As more retailers turn to the Web, direct mail and catalogs to offer customers alternatives to burning gas traveling to malls, many are taking a crash course in direct marketing, seeking ways to make the direct channel work for them.
Last month, we laid out the first five of 10 key principles retailers should follow to make the most of catalogs and the Web to augment their retail/multichannel programs. Here are principles six to 10.

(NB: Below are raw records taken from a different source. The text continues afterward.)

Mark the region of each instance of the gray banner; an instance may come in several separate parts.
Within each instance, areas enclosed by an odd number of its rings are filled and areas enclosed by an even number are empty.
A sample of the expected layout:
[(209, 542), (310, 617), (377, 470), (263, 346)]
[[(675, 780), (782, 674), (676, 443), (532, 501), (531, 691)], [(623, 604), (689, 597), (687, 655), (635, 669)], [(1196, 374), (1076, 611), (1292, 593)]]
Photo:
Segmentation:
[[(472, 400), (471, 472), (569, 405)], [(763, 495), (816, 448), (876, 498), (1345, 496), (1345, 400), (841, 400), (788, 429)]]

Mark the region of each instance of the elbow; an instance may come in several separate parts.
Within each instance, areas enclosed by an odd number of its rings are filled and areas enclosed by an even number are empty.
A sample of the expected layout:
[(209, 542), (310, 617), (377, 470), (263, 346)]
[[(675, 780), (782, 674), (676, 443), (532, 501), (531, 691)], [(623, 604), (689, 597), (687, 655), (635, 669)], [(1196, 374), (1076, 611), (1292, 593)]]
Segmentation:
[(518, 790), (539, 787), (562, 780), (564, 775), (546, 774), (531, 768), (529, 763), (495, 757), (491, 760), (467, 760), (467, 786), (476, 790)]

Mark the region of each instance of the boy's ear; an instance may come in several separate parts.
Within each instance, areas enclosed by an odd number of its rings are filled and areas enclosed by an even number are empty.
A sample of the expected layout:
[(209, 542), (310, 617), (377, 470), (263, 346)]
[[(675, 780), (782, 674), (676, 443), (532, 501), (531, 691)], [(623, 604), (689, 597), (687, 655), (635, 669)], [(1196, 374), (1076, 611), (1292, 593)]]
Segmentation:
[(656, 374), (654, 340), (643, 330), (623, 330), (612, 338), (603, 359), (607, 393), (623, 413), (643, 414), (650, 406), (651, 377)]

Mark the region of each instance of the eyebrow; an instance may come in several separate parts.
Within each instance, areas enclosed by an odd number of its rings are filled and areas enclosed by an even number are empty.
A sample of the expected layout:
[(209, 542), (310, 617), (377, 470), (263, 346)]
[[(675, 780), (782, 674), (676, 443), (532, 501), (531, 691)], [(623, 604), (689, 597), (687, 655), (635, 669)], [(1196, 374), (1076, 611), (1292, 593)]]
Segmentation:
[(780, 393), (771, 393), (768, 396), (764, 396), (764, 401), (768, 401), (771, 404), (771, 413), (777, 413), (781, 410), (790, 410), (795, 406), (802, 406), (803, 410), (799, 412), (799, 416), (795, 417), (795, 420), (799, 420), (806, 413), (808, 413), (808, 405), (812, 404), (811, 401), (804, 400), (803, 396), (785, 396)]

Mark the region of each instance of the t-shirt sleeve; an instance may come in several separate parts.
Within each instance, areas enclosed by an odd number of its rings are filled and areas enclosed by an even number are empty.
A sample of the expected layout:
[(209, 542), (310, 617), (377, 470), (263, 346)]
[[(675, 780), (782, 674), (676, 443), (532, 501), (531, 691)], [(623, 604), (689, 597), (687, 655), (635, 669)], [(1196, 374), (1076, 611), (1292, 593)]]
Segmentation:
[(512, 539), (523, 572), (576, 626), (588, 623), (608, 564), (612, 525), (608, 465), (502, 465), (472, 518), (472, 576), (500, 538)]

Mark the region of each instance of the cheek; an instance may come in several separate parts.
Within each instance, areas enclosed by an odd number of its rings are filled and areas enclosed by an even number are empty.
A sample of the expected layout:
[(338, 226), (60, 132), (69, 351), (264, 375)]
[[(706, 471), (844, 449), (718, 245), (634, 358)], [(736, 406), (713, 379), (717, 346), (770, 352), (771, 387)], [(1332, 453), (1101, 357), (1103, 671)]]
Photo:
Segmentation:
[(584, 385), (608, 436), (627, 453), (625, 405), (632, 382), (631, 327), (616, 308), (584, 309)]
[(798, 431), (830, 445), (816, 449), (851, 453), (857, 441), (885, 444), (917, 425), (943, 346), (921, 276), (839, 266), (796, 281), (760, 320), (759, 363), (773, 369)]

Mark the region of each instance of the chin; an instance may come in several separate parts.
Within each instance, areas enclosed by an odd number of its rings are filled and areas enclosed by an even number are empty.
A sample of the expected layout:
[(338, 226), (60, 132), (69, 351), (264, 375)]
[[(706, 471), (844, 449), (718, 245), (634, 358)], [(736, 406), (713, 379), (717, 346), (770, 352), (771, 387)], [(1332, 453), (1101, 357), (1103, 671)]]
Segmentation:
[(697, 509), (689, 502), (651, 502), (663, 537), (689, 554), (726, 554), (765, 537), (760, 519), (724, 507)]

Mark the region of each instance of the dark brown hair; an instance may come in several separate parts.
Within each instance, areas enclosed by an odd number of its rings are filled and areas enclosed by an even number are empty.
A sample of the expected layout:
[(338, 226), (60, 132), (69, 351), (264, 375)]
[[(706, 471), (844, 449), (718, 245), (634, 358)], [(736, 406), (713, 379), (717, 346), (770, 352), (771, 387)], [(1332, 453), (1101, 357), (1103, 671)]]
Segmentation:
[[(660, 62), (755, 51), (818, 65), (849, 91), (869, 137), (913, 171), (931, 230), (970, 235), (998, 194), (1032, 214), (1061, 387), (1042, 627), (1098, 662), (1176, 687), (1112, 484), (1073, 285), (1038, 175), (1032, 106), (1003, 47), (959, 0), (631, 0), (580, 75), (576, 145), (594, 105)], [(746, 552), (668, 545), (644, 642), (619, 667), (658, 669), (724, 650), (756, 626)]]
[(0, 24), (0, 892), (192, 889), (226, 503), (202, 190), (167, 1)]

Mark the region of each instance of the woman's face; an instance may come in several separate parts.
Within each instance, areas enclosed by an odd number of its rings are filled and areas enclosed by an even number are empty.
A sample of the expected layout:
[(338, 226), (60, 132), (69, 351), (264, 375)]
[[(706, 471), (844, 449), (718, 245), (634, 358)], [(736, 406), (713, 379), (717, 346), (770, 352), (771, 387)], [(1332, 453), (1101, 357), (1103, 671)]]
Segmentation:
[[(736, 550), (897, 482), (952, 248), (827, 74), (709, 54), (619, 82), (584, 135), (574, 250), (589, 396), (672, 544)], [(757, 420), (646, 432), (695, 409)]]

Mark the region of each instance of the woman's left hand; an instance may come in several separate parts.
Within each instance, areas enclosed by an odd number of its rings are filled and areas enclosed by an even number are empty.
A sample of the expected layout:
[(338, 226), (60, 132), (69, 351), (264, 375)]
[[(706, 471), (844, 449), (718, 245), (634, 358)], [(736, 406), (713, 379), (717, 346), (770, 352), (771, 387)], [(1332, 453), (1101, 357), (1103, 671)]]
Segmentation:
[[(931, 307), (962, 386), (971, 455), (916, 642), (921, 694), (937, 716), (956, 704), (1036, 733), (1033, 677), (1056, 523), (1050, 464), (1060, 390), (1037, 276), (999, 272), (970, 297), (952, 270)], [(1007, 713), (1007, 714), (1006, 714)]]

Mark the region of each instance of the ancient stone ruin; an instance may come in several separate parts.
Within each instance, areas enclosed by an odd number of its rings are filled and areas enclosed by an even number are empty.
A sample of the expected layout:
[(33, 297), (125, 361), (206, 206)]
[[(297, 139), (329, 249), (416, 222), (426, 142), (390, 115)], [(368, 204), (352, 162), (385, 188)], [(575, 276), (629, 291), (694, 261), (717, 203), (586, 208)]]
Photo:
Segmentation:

6. Use effective segmentation to select names for catalog contact. While very sophisticated segmentation and scoring models have proven successful at larger companies, it’s best to first exploit the power of recency/frequency/monetary (RFM). Variations of this method are the simplest and often best ways to extract names from the consolidated customer database.
In the simpler days of yore, companies could use plain RFM segmentation to get most of the available sales from their housefiles. Today, however, consider a C-RFM-P segmentation structure with the following specifications:
C: channel of origin — generally store, catalog and Internet, but also can be others, such as TV or magazine advertising;
R: recency by discreet time bands, such as calendar season, but not with proximity to current date;
F: frequency of your total orders — 1x, 2x, 3x-plus;
M: monetary transaction value average; and
b>P: product dominant interest or trade style, such as tabletop vs. décor or sailboat vs. powerboat.
7. Examine your product selection, and use the catalog to your best advantage. Typically, you carry the fewest SKUs in your stores, more in the catalog and, of course, you offer everything you have available on the Web site. Until recently, consumers have favored companies with authoritative “big book” catalogs. But this appears to be changing.
Consumers are becoming more comfortable using internal search on Web sites — so much that they often favor companies’ sites over the large printed compendiums that used to be so effective in establishing market authority.